Since the mid-to-late 1980’s, the idea of measuring industrial processes in order to improve their efficiency and quality has been growing in popularity. “You can’t improve what you can’t measure,” was adopted as the catchphrase of such movements as Six Sigma and Total Quality Management. This, in itself, is an unassailable assertion and entire nations (notably Japan) have risen in their fortunes by adopting such notions.
But… when you’re writing software what should you measure?
In the manufacturing disciplines, this isn’t usually such a difficult question. You can easily measure quantities such as number of items assembled per unit time (cars rolling off the assembly line per day), physical tolerances in assemblies (3 microns variance across all LEGO bricks), injuries per day on the work-line, percentage of product returns, etc. When I say “easily” I mean three different things:

- The measurements themselves are not difficult to capture (just count items, run a stopwatch, use calipers, etc.).
- I also mean that driving the numbers in the right direction makes sense. There used to be 7 injuries per month. I institute a new policy or change the work-line. Now there are 2 injuries per month. Win!
- I also mean (and this is trickier) that the behavior driven by the attempt to improve the values under test turns out what you were actually looking for. More on this later.
So… let’s take a look at a few things we might want to measure in a world-class software development organization.
To answer this let’s start with a (hopefully) easier question: what do we want to improve?
Here are a few things most people wouldn’t argue with:
- Fewer defects introduced in new code
- More defects repaired per unit time
- More working code per unit time
- “Better” code
Given these, a well-intentioned engineering manager might decide to count (and reward) the number of bugs fixed per person per week.
We want to fix those bugs, and this sounds great… but here’s what happens:
- All of a sudden we’re seeing twice as many bugs fixed per week, but we’re also seeing twice as many bugs created per week.
- The unintended consequence was clear: if I’m being rewarded for fixing bugs, I’ll need more bugs to fix.
Be sure what you are measuring makes sense
Ok, well what about more working code per unit-time.
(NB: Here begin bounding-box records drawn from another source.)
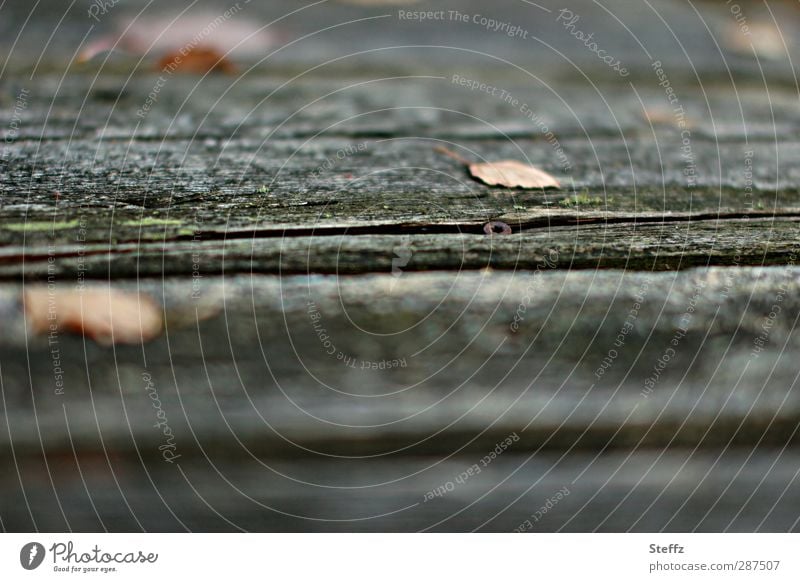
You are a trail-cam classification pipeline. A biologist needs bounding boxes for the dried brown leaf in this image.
[24,287,163,344]
[157,46,236,75]
[469,160,561,188]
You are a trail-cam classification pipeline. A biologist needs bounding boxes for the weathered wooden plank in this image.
[0,219,798,281]
[0,0,798,87]
[0,449,800,532]
[0,267,800,456]
[0,74,798,142]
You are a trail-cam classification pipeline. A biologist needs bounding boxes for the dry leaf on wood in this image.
[469,160,561,188]
[24,287,163,344]
[436,147,561,189]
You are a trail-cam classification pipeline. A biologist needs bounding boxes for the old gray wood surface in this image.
[0,0,800,531]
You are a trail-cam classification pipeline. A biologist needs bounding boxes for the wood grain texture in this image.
[0,0,800,532]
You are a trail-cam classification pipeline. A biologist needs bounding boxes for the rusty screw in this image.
[483,220,511,234]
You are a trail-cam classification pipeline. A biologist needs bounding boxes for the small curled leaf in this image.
[24,287,163,345]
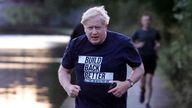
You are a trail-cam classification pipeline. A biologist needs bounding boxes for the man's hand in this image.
[108,81,130,98]
[65,84,81,98]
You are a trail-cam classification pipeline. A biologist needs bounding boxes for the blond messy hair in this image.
[81,6,110,25]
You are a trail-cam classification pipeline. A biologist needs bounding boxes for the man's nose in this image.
[92,28,97,34]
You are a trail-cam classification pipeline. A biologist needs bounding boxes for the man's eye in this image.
[95,27,101,30]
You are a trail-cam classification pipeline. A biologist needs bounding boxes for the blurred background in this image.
[0,0,192,108]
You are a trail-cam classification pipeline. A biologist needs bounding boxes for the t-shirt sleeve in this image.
[123,39,142,68]
[61,40,75,69]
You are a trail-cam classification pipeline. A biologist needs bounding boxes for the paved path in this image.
[61,74,171,108]
[61,74,171,108]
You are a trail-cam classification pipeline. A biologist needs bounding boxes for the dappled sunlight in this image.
[0,85,51,108]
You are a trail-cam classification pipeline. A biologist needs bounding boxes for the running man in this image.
[132,15,160,108]
[58,6,144,108]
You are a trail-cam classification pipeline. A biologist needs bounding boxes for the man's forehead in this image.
[141,15,150,20]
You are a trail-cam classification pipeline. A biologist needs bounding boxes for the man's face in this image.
[141,15,150,27]
[84,16,107,45]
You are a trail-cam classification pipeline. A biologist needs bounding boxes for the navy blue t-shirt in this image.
[62,31,141,108]
[132,28,160,56]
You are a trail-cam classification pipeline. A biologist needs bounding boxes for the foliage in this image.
[160,0,192,108]
[5,6,44,25]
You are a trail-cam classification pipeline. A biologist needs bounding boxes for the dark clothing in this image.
[132,28,160,55]
[62,31,141,108]
[132,28,160,75]
[141,56,157,75]
[71,23,85,40]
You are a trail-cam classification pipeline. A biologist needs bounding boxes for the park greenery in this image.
[1,0,192,108]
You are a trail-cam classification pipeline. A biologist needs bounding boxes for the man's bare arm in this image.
[108,64,144,97]
[58,65,81,97]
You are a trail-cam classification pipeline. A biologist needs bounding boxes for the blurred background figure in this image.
[71,23,85,40]
[132,14,160,108]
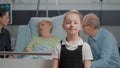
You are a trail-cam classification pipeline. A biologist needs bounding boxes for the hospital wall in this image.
[0,0,120,50]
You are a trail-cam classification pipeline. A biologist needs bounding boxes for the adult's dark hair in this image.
[0,8,8,17]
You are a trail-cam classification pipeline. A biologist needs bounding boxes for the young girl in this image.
[52,10,93,68]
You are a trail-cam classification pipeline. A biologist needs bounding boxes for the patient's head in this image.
[38,20,52,36]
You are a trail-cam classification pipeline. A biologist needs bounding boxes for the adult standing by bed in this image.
[0,8,12,58]
[83,13,120,68]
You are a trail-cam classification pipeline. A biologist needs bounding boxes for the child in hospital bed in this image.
[52,10,93,68]
[23,20,59,59]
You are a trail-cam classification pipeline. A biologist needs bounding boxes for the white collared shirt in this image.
[52,39,93,60]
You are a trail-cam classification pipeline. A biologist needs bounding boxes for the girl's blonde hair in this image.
[64,10,83,21]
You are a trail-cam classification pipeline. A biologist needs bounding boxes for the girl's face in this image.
[0,12,9,26]
[63,13,82,35]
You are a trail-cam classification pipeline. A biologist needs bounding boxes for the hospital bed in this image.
[0,15,87,68]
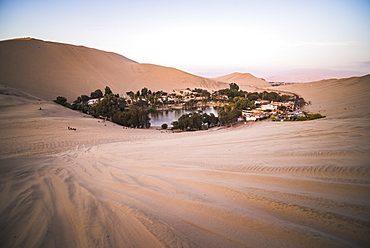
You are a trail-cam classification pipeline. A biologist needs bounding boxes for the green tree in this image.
[104,86,113,96]
[90,89,103,99]
[141,87,148,97]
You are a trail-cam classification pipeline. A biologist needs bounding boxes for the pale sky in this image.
[0,0,370,76]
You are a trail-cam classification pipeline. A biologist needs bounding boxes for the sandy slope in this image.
[276,75,370,118]
[0,74,370,247]
[213,72,270,91]
[0,39,227,102]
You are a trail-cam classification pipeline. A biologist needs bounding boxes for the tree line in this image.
[55,86,150,128]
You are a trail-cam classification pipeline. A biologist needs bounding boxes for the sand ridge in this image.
[0,74,370,247]
[0,39,228,102]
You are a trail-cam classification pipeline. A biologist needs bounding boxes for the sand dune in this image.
[277,75,370,118]
[0,62,370,247]
[0,39,226,101]
[213,72,270,91]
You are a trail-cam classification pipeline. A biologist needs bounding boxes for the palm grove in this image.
[55,83,310,130]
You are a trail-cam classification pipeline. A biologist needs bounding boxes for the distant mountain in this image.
[266,69,366,83]
[0,39,227,101]
[213,72,269,91]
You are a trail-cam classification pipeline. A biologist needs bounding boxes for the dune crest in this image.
[213,72,270,91]
[0,41,370,248]
[0,39,227,101]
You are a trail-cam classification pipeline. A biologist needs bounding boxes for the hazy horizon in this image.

That’s what we’re being paid to build, right? So, if efficiency is making more of what you’re supposed to make per hour, then this sounds like a good idea. What would we expect to see if lines of code were encouraged and rewarded? We would see a large increase in the number of lines of code written, yes… but is that what we want? It turns out the software efficiency, maintainability, and reusability are all generally improved and denoted by the uses of fewer lines of code. This would actually encourage the exact opposite of what we’re trying accomplish!
The bottom line, here, is not that we shouldn’t attempt to measure aspects of the software development process. Rather: it is that software development is not the same as other manufacturing processes. We should indeed measure things, but we need to choose carefully what we’re measuring.
Here are a few examples of better things to measure:
- Deviations from software best practices. Much of this can be automated and reduced via code reviews and required compliance.
- Cyclomatic complexity (e.g., require splitting of modules where CC > 10).
- Efficiency of important processes. It’s relatively easy to measure things like run-time of particular processes or number of messages handled per unit time.
- Number of error log messages generated per unit run time. (note: be careful not to just reward the removal of useful log messages!)
Software is (or at least should be) an engineering discipline like any other, but we need to be vigilant about how we try to improve it. It is not the same as assembling transmissions or harvesting potatoes. So, when considering metrics for software quality: be careful what you measure!”